Re: Regression: Failed boots bisected to 4cd13c21b207 "softirq: Let ksoftirqd do its job"

From: Brian Starkey
Date: Fri Nov 25 2016 - 08:14:22 EST


Hi,

On Wed, Nov 23, 2016 at 12:03:28PM -0800, Eric Dumazet wrote:
On Wed, Nov 23, 2016 at 10:21 AM, Brian Starkey <brian.starkey@xxxxxxx> wrote:

This patch didn't help.

I did get some new traces though - I've attached the diff for the
trace_printks I added.

Before 4cd13c21b207:
https://drive.google.com/open?id=0B8siaK6ZjvEwcEtOeFQzTmY0Nnc
After 4cd13c21b207:
https://drive.google.com/open?id=0B8siaK6ZjvEwZnQ4MVg1d3d1Tm8

It looks like the difference is that after 4cd13c21b207 the RX softirq
isn't running, and RX interrupts don't call softirq_raise anymore -
presumably because there's one pending, but I didn't have time to
track that down to a code-path.

Cheers,
-Brian


Hi Brian

Looks like netif_rx() drops the incoming packets then ?

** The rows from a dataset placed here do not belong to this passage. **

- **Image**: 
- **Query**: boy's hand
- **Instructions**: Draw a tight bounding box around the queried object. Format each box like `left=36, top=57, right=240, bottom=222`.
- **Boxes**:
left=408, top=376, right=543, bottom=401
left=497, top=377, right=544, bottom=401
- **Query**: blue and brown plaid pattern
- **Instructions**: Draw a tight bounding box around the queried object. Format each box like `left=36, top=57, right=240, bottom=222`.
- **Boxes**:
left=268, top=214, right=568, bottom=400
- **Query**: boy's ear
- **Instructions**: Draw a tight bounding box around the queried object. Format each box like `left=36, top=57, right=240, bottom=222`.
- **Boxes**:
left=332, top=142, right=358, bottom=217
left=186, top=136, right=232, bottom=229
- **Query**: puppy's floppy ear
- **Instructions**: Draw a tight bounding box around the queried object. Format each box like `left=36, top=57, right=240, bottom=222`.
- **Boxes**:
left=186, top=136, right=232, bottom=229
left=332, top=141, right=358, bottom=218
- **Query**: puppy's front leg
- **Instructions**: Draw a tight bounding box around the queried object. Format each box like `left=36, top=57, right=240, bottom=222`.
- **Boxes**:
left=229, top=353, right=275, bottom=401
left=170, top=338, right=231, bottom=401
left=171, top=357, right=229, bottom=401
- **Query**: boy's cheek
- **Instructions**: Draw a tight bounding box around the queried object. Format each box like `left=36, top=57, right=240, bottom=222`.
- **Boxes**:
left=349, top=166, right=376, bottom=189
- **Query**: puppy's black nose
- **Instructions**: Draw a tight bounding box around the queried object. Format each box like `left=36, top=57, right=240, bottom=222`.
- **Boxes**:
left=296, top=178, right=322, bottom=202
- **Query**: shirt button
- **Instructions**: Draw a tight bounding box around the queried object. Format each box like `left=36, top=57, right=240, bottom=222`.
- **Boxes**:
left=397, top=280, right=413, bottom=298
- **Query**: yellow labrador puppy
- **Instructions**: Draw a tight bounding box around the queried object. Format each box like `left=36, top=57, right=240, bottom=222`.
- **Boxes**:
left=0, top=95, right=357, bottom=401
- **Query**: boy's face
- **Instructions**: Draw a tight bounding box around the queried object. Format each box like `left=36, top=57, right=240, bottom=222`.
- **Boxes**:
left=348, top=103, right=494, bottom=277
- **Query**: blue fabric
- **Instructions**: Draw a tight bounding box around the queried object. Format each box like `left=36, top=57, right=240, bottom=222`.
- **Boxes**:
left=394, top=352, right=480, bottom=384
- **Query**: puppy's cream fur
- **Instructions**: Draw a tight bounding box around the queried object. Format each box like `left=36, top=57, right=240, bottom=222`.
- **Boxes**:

Maybe netif_running() is not happy :(

Could you trace netif_rx() return value (NET_RX_SUCCESS or NET_RX_DROP)

Some packets are dropped, but not very many:

$ grep NET_RX_SUCCESS trace_netif_rx.txt | wc -l
14399
$ grep NET_RX_DROP trace_netif_rx.txt | wc -l
22

Without the ksoftirqd change there were zero NET_RX_DROPs.

-Brian


Thanks !